她拔剑收剑,身轻如燕落在檐上,来去如风般无人能挡。云开雾散,红月如铜镜悬在屋檐上,她侧身站在月里,定格为一抹飘逸的剪影。
她转头时因背着月光,面庞模糊不清,火光将她一双眼中流光照亮,她居高临下的看一眼远处那些旧识与不识,持剑走进了火的缝隙之中。
这一战并未耗费南山太多心神,褚桢的人虽多,可拿她却没有什么办法,她感到斩旗那一瞬,她忽然放下了所有关于肩伤的顾忌。
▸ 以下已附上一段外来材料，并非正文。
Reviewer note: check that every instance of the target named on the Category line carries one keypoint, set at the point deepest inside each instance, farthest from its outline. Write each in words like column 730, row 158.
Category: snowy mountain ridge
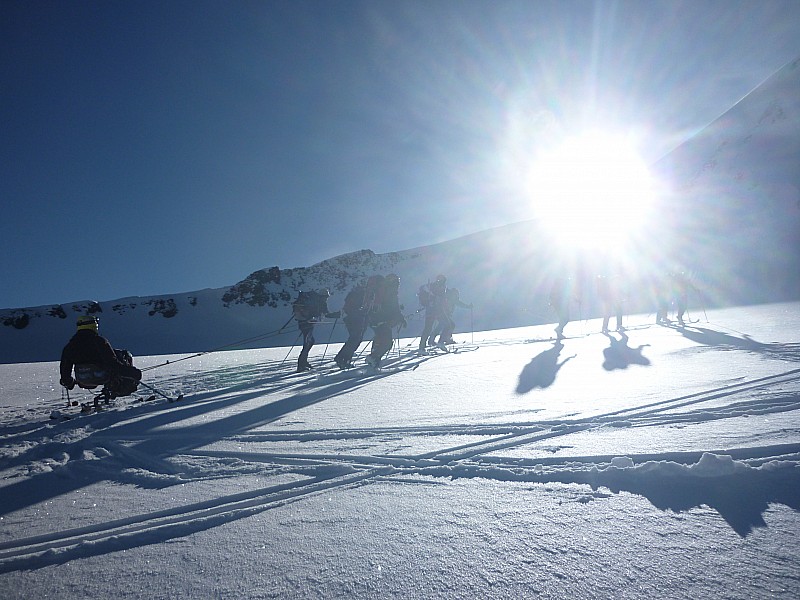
column 732, row 218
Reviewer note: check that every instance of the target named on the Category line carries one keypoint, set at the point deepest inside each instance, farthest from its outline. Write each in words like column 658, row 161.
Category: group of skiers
column 374, row 303
column 672, row 288
column 371, row 303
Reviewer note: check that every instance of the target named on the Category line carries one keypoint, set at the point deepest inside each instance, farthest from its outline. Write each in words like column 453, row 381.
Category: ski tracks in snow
column 739, row 483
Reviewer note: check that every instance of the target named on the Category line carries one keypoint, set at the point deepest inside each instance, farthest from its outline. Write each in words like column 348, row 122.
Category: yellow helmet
column 88, row 322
让她拿不起剑的不是伤口,而是心中的恐惧,打破顾念,她感到那天下第一的力量又回到了自己的灵魂里。
方才她轻易从百十来人的合围中走脱,敏捷如虎豹扑,快如箭矢离弦,甚至于紧紧护在胸前的女婴都没有惊动。
从屋檐上的火隙中走到无火的开阔处,南山从檐上跳落在地,她揭开包裹着女婴的衣物看了看孩子。
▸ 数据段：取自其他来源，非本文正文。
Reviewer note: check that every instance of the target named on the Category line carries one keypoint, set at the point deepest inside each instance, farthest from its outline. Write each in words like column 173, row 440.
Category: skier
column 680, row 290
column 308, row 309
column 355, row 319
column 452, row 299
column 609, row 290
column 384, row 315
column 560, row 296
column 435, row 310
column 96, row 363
孩子睡得正香甜,微红的月光落在她稚嫩而懵懂的小脸上,她肉嘟嘟的可爱面庞上无忧无虑,南山忍不住抬头捏一捏她柔嫩的脸颊。
孩子“唔”的哼了一声,眉头前的肉蹙一蹙,睁开一双圆溜溜的黑眼睛看着南山。她眼如新星一般闪烁,忽然对南山绽出一个世间最美的笑容。
她“咯咯”笑着,银铃一般,南山心中百感交集,自己杀死了她的父亲,教她生来便是个孤儿,可她那么小,所有苦难都不会记得,何尝又不是幸运的。
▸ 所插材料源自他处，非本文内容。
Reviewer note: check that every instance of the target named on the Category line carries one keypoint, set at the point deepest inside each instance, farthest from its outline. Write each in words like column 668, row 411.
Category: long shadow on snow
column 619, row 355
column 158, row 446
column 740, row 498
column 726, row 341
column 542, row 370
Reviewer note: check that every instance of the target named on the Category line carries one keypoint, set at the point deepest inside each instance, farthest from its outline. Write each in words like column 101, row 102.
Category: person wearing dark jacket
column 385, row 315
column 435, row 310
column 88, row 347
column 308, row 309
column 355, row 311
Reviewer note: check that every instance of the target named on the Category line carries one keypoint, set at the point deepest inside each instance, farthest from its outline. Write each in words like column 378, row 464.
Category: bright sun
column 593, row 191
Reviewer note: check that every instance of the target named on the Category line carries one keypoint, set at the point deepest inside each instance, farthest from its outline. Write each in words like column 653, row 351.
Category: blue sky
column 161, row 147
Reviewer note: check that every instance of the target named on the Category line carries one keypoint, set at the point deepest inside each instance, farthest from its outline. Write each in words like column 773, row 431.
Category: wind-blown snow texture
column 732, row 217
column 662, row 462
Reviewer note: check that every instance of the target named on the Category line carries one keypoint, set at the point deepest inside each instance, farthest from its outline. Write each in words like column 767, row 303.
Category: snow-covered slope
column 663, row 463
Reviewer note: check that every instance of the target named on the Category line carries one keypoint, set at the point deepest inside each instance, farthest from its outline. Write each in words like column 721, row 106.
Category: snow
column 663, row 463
正出神的时候,南山忽然听见隐隐有脚步声混杂着呼喊声,来人喊着“追”,她重新缚好孩子,轻轻拍一拍她的背,低声道:“乖,快睡吧。”
她不知在妙觉庵的众人脱困了没有,决意先往妙觉庵走一趟。刚起的叛乱瞬间熄灭,可城中大火未灭,好在这场火,虽后有追兵,可她却能在混乱的城中轻松摆脱他们。
到妙觉庵的路还没有走一半,她忽感到手中青涯剑的狰狞剑气,她不由得要加急脚步往妙觉庵赶,一定是妙觉庵的情况不妙,她心沉到了谷底。
路还未再走两步,南山忽然听见身后车马响动,刀剑锵锵,一声带笑的声音从容传来:“不知南大人要往何处去啊?”
她轻笑一声,持剑淡然转身,她心无所惧,朗声道:“薛大人,好久不见。不知大人所来为何?”
她明知故问,可薛勉还是不厌其烦地回答道:“陛下教我带你回去,当然,还有你怀里的孩子。”
“我真是想不到,这种时候了,大人还在为陛下做事。”南山立于渐白的月光中,青涯剑如镜一般反着白色光芒,“大人在陛下和宁王间周旋,知道那么多秘密,还不赶快想想自己的退路吗?”
“你胡说什么?”他一皱眉,双手侧举,朝着皇宫遥遥一拜,“宁王谋反,我助陛下诛杀反贼,何来什么周旋,什么秘密,又何来退路一说?”
他嘴上虽对所做一切矢口否认,眼睛却惶恐地一闪,南山看在眼里,笑中不禁透出轻蔑:“我送大人两句话,第一句是,鸟尽弓藏,兔死狗烹。”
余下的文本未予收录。